背景:自然语言处理(NLP)和无监督机器学习方法(如聚类)的发展为研究人员提供了分析结构化和非结构化健康数据的新工具。我们将这些方法应用于2019年俄亥俄州疾病干预专家(DIS)梅毒记录,以确定这些方法是否能发现文献中尚未报道的梅毒个体特征、风险因素和临床特征共同出现的新模式:2019 年 DIS 梅毒记录(n=1,996)包含结构化数据(分类和数字变量)和非结构化笔记。在结构化数据中,我们研究了病例人口统计学、梅毒风险因素和梅毒临床特征。对于非结构化文本,我们采用了 TF-IDF(词频乘以反向文档频率)权重,这是一种将文本转换为数字表示的常用方法。我们使用 CLUTO 软件进行了余弦相似性聚类分析:聚类分析根据结构化和非结构化数据中的模式得出了六个梅毒病例聚类。平均内部相似性远高于平均外部相似性,这表明聚类是有序形成的。其中三个聚类的基本因素与数据缺失模式有关。另外三个聚类的基本因素是性行为和伙伴关系。值得注意的是,三个聚类中的一个聚类由报告在醉酒时与男性或匿名伴侣发生口交的个人组成,另一个聚类主要由与女性发生性关系的男性组成:我们的分析得出了在数学上形成良好的聚类,但并没有揭示出梅毒风险因素或传播方面未知的新流行病学信息。
本文章由计算机程序翻译,如有差异,请以英文原文为准。
查看原文
分享 分享
微信好友 朋友圈 QQ好友 复制链接
本刊更多论文
Analysis of 2019 Ohio Disease Intervention Specialist Records for Syphilis Cases Using Clustering Algorithms.

Background: Developments in natural language processing and unsupervised machine learning methodologies (e.g., clustering) have given researchers new tools to analyze both structured and unstructured health data. We applied these methods to 2019 Ohio disease intervention specialist (DIS) syphilis records, to determine whether these methods can uncover novel patterns of co-occurrence of individual characteristics, risk factors, and clinical characteristics of syphilis that are not yet reported in the literature.

Methods: The 2019 disease intervention specialist syphilis records (n = 1996) contain both structured data (categorical and numerical variables) and unstructured notes. In the structured data, we examined case demographics, syphilis risk factors, and clinical characteristics of syphilis. For the unstructured text, we applied TF-IDF (term frequency multiplied by inverse document frequency) weights, a common way to convert text into numerical representations. We performed agglomerative clustering with cosine similarity using the CLUTO software.

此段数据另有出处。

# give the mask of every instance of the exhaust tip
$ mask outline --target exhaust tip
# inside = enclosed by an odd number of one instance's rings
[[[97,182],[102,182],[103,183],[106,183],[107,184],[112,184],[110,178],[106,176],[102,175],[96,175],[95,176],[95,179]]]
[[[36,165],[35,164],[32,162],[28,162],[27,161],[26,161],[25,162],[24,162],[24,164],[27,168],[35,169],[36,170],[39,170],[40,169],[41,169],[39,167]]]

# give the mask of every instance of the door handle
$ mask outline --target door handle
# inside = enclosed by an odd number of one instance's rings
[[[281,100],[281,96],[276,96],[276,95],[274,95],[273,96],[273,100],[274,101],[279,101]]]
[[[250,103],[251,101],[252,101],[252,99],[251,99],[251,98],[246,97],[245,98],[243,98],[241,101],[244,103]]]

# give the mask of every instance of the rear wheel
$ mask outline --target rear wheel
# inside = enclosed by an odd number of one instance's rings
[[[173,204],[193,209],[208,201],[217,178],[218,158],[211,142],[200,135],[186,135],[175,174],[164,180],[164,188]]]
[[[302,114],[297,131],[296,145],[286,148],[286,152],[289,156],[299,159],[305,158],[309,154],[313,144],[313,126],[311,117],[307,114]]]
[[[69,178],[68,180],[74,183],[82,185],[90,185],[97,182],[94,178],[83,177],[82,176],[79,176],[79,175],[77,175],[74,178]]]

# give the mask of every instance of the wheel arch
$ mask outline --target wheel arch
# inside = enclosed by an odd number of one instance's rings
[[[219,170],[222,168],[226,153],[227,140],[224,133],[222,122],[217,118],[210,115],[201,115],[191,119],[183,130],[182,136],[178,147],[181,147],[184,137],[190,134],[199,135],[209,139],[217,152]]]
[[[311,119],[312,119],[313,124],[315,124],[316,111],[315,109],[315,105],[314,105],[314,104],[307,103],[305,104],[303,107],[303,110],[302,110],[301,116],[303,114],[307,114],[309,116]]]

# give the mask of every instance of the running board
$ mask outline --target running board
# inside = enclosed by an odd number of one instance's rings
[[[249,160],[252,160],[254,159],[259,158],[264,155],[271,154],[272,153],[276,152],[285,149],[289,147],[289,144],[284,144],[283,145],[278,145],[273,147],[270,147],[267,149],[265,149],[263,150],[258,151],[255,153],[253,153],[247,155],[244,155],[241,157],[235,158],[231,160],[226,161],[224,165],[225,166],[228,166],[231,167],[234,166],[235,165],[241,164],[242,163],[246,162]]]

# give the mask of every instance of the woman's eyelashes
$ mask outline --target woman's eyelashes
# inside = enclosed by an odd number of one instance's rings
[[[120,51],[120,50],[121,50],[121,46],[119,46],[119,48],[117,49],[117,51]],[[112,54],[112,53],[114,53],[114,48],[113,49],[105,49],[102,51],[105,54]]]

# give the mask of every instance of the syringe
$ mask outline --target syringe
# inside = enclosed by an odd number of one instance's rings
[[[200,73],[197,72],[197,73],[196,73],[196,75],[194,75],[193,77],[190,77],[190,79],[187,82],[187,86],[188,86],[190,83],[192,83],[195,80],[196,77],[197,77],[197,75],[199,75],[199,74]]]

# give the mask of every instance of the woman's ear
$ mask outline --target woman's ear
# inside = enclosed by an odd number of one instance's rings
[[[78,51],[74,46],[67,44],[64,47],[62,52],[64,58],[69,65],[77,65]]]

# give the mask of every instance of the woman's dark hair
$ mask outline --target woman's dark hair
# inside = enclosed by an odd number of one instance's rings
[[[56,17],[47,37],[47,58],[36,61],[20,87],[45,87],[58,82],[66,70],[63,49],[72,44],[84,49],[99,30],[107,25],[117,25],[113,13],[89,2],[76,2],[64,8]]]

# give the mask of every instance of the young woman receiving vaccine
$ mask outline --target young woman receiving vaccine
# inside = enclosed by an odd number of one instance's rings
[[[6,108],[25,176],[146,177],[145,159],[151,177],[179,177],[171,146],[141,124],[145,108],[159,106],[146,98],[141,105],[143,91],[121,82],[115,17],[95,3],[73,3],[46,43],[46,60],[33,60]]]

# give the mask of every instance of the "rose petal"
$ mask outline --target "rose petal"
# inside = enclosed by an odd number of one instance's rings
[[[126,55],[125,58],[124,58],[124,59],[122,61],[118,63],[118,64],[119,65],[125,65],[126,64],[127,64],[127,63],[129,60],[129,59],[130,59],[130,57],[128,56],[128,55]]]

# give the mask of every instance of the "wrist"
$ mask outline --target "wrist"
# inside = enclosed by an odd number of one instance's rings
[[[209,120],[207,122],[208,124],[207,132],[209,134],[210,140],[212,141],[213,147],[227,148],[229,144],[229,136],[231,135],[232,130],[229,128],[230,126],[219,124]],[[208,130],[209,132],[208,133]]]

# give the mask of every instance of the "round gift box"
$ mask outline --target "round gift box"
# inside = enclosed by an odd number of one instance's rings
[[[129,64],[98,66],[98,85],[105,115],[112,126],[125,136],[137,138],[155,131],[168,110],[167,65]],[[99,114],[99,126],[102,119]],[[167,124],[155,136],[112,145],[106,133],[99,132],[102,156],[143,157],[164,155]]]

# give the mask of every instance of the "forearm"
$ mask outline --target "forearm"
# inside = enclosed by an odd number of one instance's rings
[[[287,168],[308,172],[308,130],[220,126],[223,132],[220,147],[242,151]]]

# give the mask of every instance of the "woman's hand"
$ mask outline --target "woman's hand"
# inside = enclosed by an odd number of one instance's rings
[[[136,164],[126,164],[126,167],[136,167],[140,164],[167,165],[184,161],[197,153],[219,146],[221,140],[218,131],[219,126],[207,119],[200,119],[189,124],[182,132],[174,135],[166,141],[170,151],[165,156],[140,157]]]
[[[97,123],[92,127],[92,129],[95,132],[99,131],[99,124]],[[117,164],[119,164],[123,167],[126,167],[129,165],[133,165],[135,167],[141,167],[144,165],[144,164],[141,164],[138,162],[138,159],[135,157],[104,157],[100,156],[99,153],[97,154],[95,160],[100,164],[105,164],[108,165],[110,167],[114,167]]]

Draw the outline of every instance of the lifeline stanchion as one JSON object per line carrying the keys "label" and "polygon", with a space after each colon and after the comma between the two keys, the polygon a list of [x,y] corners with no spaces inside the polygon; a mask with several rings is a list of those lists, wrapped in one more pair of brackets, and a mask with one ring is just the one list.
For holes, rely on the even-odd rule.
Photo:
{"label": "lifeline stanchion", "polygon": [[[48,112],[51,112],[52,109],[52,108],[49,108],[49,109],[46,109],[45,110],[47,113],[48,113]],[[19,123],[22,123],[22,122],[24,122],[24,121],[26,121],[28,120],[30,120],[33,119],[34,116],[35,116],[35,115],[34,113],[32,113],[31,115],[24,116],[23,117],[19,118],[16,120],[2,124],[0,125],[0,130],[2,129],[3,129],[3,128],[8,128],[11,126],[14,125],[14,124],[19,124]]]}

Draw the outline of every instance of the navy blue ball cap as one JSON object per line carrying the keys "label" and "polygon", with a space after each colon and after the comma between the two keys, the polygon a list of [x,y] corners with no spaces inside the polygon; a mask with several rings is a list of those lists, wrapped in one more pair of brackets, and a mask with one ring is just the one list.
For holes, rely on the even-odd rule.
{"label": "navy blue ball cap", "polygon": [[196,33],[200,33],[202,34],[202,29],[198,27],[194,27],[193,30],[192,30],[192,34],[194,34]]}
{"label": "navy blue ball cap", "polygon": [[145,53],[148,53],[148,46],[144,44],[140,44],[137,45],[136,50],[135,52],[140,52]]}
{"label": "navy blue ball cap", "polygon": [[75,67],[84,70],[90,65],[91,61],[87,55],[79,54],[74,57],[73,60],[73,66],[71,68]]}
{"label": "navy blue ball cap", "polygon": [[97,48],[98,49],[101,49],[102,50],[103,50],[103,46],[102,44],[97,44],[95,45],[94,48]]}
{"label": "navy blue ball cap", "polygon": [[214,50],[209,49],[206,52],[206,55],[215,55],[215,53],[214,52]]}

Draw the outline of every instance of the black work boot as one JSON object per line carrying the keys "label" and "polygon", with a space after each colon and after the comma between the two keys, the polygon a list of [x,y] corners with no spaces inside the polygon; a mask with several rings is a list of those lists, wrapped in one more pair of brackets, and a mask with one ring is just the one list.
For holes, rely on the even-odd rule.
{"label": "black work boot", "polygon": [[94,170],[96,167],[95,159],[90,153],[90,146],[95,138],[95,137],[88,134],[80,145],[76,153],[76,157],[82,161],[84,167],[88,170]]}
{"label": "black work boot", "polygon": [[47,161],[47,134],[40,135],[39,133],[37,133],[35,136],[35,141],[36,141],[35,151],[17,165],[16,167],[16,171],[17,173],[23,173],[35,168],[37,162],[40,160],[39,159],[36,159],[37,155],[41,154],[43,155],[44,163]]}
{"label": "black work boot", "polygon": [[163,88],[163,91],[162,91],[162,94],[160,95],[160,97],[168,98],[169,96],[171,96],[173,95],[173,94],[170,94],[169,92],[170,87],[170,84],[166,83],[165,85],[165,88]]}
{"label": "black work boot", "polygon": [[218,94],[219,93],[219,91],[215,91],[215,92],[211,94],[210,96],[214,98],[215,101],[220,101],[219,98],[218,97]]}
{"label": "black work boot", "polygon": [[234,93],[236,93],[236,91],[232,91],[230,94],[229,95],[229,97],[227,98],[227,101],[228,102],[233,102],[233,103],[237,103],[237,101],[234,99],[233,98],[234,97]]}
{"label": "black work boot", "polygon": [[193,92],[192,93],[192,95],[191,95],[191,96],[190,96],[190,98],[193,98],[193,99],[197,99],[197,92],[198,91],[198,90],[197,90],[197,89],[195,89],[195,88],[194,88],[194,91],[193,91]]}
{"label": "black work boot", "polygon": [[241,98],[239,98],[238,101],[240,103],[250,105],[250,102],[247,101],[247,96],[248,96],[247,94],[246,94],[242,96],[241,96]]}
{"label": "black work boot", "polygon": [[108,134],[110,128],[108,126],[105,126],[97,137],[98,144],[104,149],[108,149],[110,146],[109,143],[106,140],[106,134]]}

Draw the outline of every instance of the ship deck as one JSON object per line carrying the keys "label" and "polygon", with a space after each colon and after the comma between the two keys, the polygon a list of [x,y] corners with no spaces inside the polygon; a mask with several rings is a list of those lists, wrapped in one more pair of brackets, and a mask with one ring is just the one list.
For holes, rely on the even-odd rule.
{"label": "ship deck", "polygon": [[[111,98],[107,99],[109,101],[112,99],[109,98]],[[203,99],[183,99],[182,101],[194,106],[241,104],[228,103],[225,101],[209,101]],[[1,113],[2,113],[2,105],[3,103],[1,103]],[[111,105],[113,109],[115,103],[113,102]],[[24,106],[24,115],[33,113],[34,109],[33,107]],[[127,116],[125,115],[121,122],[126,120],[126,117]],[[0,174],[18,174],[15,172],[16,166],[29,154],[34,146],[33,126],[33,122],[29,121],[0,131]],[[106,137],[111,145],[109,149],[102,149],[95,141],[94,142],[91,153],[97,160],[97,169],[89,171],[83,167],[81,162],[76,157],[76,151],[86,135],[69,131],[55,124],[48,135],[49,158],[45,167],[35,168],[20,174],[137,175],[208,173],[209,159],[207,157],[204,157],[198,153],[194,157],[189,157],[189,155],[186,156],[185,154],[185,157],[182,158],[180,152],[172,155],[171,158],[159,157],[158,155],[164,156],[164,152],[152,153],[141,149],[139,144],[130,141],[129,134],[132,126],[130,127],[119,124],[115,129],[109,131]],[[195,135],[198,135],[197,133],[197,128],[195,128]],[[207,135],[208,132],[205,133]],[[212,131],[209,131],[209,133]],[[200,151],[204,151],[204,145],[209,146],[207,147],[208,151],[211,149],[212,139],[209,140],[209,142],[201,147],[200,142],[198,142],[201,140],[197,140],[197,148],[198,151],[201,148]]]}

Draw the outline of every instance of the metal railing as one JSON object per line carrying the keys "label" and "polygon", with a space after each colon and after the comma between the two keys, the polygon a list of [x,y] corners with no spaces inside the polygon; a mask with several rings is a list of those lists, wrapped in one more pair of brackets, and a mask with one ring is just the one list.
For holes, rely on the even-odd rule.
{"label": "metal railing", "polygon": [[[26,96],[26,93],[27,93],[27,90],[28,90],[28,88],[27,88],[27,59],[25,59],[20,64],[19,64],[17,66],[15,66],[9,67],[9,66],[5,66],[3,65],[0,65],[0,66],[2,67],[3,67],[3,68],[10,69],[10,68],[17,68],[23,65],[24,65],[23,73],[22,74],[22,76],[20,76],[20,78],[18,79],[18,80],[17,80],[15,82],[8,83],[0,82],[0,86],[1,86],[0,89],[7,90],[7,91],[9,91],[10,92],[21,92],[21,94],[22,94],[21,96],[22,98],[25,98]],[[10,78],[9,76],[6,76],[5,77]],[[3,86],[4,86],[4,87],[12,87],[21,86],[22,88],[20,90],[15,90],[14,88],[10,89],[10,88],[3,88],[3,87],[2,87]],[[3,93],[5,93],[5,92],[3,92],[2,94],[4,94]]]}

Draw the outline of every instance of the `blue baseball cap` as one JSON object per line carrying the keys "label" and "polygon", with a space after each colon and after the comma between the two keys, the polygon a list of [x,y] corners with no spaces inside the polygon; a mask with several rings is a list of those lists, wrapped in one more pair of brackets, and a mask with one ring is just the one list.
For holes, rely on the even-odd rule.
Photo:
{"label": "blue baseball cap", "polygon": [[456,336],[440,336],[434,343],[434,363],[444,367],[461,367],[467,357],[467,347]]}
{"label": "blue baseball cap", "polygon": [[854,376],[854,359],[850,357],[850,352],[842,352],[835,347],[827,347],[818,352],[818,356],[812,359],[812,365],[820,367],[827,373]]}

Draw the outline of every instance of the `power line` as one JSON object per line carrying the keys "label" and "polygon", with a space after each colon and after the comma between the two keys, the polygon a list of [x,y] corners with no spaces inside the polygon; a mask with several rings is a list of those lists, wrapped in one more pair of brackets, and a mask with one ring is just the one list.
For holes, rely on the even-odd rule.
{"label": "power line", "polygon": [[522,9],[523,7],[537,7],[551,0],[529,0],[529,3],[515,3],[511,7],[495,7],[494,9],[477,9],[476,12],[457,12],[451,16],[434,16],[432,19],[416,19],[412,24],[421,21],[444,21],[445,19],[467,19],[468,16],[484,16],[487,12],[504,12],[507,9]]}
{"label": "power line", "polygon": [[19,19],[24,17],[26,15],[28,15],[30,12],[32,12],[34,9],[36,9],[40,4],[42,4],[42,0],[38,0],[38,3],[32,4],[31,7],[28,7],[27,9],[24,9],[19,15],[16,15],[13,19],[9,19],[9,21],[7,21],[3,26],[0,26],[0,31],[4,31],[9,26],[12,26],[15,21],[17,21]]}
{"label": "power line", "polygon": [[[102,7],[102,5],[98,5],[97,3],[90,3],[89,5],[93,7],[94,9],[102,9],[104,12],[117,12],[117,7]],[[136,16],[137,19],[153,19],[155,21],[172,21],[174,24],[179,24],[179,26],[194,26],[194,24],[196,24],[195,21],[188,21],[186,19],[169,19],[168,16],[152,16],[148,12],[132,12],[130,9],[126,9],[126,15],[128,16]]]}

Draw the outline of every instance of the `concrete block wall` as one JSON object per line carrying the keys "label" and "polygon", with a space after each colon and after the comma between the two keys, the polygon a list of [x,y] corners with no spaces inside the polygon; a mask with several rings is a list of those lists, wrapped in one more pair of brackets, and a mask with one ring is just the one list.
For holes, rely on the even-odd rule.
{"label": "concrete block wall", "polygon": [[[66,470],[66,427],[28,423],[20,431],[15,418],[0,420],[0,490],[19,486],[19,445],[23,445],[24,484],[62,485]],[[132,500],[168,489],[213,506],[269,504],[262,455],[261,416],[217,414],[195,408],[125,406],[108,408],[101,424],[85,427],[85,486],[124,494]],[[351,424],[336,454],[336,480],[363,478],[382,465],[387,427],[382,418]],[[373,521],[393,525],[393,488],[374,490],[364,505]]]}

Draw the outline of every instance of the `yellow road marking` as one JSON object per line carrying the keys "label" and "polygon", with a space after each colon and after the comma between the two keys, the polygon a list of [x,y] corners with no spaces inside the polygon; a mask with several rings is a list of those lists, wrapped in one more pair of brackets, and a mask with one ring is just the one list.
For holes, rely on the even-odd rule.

Results: The cluster analysis yielded 6 clusters of syphilis cases based on patterns in the structured and unstructured data. The average internal similarities were much higher than the average external similarities, indicating that the clusters were well formed. The factors underlying 3 of the clusters related to patterns of missing data. The factors underlying the other 3 clusters were sexual behaviors and partnerships. Notably, 1 of the 3 consisted of individuals who reported oral sex with male or anonymous partners while intoxicated, and one comprised mainly of males who have sex with females.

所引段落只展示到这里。